Mani Foroohar, Analyst
Great. That's helpful.
James Hamilton, Senior Vice President of Discovery and Translational Medicine
The cohorts we'll have middle of the year will be the two lower dose cohorts. So we still have the top dose in CF patients to go.
James Hassard, Chief Commercial Officer
And also it would be the baseline characteristics of the patients. When you're talking about small ends like this, that may make a difference. It shouldn't matter theoretically what the genotype is or background therapy, but this is a small end. So I think the main point here is that we get knocked down, we get functional delivery, and we're safe. And then that's a win.
Christopher Anzalone, CEO
Right. That's what we want to be able to focus on. Look, we want FEV1, of course, because that ultimately is going to be important. But when we're looking at this drug over the next couple of quarters, what we're really focused on are those: the knockdown data and, of course, the safety and tolerability of the drug. If both of those are positive, we are off to the races, and we'll continue to look at patients going forward.
Mani Foroohar, Analyst
That's really helpful. And then hopping over to NASH, there have been a couple of other companies that also commented on the genetic data. Obviously, there's some evidence, unclear if it's correlative or positive, in terms of the potential benefit in both alcoholic and nonalcoholic steatohepatitis. What kind of datasets would you need to see, maybe in later-stage studies from you guys, to parse that out and say, okay, this is really positive, and a knockdown of HSD is going to be reasonably expected to show a benefit at a longer-term pivotal trial? Are there biomarkers you're tracking? Are there early clinical datasets that we might see as early as 2022 to sort of parse out that causation correlation issue?
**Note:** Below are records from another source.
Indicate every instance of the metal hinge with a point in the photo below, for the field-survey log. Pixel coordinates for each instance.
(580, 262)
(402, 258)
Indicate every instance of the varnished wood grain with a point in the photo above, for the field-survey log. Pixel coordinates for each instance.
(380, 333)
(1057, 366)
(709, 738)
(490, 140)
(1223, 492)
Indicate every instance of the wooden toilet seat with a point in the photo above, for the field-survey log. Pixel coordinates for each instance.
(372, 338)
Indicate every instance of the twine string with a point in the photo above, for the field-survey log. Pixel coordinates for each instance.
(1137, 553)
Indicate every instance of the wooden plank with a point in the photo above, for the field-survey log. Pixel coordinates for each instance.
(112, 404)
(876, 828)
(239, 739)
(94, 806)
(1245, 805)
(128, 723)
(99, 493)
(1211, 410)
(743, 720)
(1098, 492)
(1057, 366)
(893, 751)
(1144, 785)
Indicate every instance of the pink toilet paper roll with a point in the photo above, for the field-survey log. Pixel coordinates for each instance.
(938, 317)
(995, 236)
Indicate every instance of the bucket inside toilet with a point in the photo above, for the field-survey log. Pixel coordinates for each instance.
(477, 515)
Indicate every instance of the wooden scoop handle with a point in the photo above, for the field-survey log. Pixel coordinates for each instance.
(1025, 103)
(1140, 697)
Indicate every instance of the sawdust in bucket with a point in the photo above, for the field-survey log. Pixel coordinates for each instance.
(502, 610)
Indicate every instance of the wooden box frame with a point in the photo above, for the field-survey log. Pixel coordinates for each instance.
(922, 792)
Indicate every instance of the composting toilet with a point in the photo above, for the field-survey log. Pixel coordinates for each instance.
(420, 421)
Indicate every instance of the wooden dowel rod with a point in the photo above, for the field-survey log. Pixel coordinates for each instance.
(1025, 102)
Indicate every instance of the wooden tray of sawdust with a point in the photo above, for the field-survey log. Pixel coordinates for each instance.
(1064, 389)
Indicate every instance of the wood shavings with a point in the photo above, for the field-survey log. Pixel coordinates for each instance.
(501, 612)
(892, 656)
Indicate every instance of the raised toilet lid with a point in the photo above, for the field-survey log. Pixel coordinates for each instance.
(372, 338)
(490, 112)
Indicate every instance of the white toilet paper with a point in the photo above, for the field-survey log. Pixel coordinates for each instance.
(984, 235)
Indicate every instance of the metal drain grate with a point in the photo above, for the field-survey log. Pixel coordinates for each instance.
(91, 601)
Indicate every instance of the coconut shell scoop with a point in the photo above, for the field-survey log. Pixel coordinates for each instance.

James Hamilton, Senior Vice President of Discovery and Translational Medicine
Certainly. The straightforward target for us is ALT, which is linked to the loss of function mutation where individuals typically have lower ALTs. This makes it a simple biomarker to assess in early stage studies and beyond. Apart from that, there aren’t many other options in terms of biomarkers for imaging or blood tests. You would then be looking at Phase IIb biopsy studies to demonstrate proof of pharmacologic effect and benefit.
Operator, Operator
Thank you. This does conclude the question-and-answer session of today's program. I'd like to hand the program back to Chris Anzalone for any further remarks.
Christopher Anzalone, CEO
Thanks, everyone, for joining us today. It's been a pleasure to speak with you, and we'll talk to you next quarter.
Operator, Operator
Thank you, ladies and gentlemen, for your participation in today's conference. This does conclude the program. You may now disconnect. Good day.